Na hora da merenda, inclusive, enquanto os outros alunos tomavam seu café com leite, pão e manteiga, refrigerante, doce, biscoito, Juvenal recolheu-se a um canto e sem perturbar ninguém, traçou o maior galeto regado a uma cervejinha.
Juvenal passou o resto do dia tendo uma conduta exemplar. Terminadas as aulas despediu-se dos coleguinhas e quando ia saindo, tia Lúcia interceptou-o:
– Você não pode sair sozinho.
- E por que não?
- Os alunos do jardim só podem sair com um responsável.
- Mas eu já sou responsável. Não preciso de outro.
- Claro que precisa. É do regulamento. Para evitar o rapto.
- E a senhora acha que alguém vai querer me apanhar no meio da rua?
- É evidente que vai - disse tia Lúcia observando seu uniforme, o avental e a merendeira - principalmente o Pinei.
Juvenal sentou-se emburrado no degrau da escada e indagou:
– E, agora, como é que eu saio?
Tia Lúcia sugeriu que ele chamasse a mãe.
– Minha mãe está muito velhinha.
Então chame a sua mulher.
– Minha mulher está trabalhando. A empregada serve?

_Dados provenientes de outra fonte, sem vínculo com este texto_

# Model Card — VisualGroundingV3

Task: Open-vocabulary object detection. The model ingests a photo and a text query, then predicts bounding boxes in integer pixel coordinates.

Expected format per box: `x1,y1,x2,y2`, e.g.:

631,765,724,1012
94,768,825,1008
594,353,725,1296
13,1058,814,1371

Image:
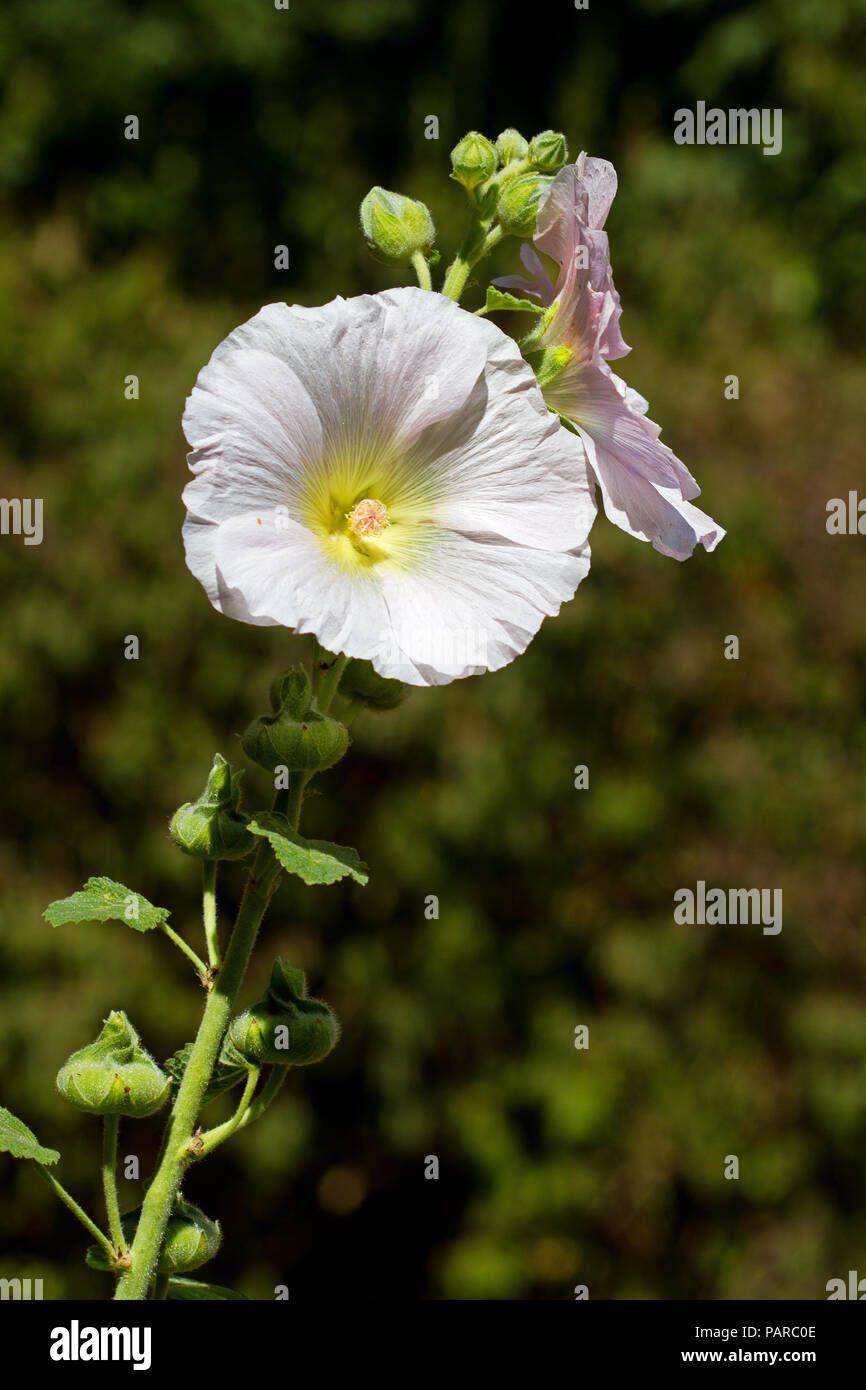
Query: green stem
202,859,220,972
103,1115,126,1254
240,1066,289,1129
284,773,313,830
199,1066,261,1158
316,656,349,714
114,844,281,1301
411,252,432,289
36,1163,115,1259
160,922,207,977
442,222,505,303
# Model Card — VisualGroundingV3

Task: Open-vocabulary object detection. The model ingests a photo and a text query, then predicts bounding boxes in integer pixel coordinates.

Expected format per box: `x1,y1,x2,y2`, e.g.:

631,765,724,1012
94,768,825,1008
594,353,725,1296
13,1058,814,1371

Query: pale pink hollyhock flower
496,154,724,560
183,288,595,685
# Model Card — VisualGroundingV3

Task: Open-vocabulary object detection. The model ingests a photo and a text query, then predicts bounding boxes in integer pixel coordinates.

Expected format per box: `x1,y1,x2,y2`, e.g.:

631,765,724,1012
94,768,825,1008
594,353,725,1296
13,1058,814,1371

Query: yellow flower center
346,498,391,537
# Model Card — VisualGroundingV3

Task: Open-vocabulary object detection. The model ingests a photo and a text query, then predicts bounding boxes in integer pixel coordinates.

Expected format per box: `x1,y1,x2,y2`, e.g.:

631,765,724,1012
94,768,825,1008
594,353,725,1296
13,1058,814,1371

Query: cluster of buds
361,126,569,267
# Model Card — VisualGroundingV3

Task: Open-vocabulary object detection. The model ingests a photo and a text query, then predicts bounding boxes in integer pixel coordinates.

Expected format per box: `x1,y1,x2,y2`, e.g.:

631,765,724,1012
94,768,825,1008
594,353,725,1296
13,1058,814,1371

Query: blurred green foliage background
0,0,866,1300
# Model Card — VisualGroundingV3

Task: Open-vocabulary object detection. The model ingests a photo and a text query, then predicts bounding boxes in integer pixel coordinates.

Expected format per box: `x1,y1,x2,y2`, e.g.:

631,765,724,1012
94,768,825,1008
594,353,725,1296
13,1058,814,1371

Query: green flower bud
228,960,339,1066
450,131,496,188
496,125,530,164
496,174,553,236
361,186,436,265
242,667,349,773
530,131,569,174
168,753,256,859
339,656,409,709
57,1012,171,1119
100,1193,222,1275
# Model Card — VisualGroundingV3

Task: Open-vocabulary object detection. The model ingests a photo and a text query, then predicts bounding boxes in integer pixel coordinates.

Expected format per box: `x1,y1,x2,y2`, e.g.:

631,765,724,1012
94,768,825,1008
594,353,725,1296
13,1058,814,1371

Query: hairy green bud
361,185,436,265
95,1193,222,1275
242,667,349,773
228,960,339,1066
496,174,553,236
57,1012,170,1119
496,125,530,164
168,753,256,859
339,656,409,709
450,131,496,189
530,131,569,174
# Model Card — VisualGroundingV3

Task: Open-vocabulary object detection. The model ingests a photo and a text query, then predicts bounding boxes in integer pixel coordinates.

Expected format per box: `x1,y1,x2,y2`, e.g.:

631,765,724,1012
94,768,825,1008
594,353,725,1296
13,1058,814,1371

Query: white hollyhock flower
183,288,595,685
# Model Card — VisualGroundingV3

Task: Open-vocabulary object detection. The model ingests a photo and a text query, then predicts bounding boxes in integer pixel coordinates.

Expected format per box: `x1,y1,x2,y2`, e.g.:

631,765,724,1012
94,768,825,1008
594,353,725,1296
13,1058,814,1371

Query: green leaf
247,812,370,884
42,878,168,931
484,285,545,314
168,1275,249,1302
163,1037,250,1105
0,1105,60,1163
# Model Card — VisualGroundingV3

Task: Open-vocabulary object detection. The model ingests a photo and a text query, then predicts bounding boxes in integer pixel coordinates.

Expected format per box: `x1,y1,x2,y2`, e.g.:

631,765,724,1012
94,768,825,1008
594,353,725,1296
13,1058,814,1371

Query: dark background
0,0,866,1300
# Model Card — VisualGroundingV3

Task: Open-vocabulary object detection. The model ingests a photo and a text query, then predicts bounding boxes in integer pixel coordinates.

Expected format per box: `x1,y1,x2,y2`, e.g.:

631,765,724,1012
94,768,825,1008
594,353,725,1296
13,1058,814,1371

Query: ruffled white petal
183,289,595,684
371,532,589,685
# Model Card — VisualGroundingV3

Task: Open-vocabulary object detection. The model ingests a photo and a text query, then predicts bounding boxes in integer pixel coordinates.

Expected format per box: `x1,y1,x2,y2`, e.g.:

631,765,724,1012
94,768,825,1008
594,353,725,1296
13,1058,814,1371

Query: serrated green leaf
167,1275,249,1302
484,285,545,314
163,1037,250,1105
247,812,370,884
42,878,168,931
0,1105,60,1163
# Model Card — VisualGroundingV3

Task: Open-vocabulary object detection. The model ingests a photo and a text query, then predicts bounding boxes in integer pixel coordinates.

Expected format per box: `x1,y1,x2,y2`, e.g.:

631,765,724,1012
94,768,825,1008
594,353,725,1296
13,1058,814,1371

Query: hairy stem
202,859,220,972
36,1163,114,1259
114,844,281,1301
160,922,207,979
316,656,349,714
103,1115,126,1254
442,222,505,303
199,1066,261,1158
411,252,432,289
239,1066,289,1129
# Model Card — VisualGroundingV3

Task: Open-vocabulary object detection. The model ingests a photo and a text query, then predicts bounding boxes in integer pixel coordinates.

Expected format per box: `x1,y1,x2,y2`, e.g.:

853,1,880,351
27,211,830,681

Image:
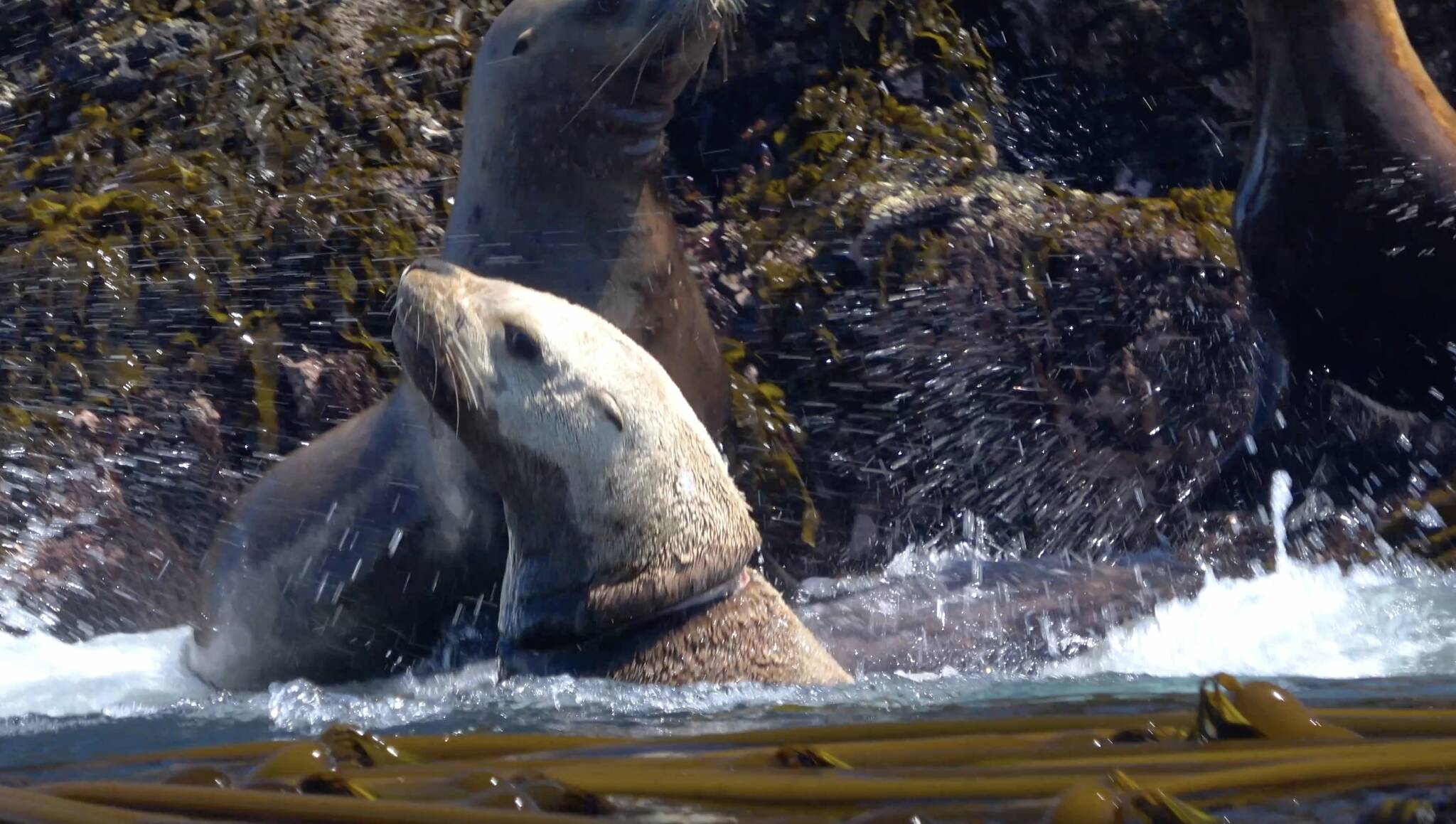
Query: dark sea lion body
185,386,505,689
185,0,728,689
395,261,849,684
1233,0,1456,417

Servia. Então, ligou para casa:
- Alô Maria? Aqui é o doutor Ouriço. Eu quero que você dê um pulinho aqui na escola para me buscar. Como? As crianças? Não interessa as crianças, isto é uma ordem, Maria: venha me buscar! - E bateu o telefone.
Aguardando a chegada da empregada junto com Juvenal, tia Lúcia não conseguiu esconder sua curiosidade e perguntou:
– O que o senhor está fazendo aqui na escola? O senhor já não sabe de tudo isso?
- Sei, mas meus filhos não sabem.
- E o senhor tem filhos?
- Tenho, cinco, pequenos.
- E por que não os coloca na escola?
- Porque eu teria que abrir falência. Achei que seria melhor assim: ao invés de mandá-los, eu venho e à noite quando chego em casa conto pra eles tudo o que aprendi.
- E dá resultado?
- Pode não dar. Mas sai muito mais barato.
Fonte:
Carlos Eduardo Novaes. Juvenal Ouriço Repórter. RJ: Nórdica, 1977.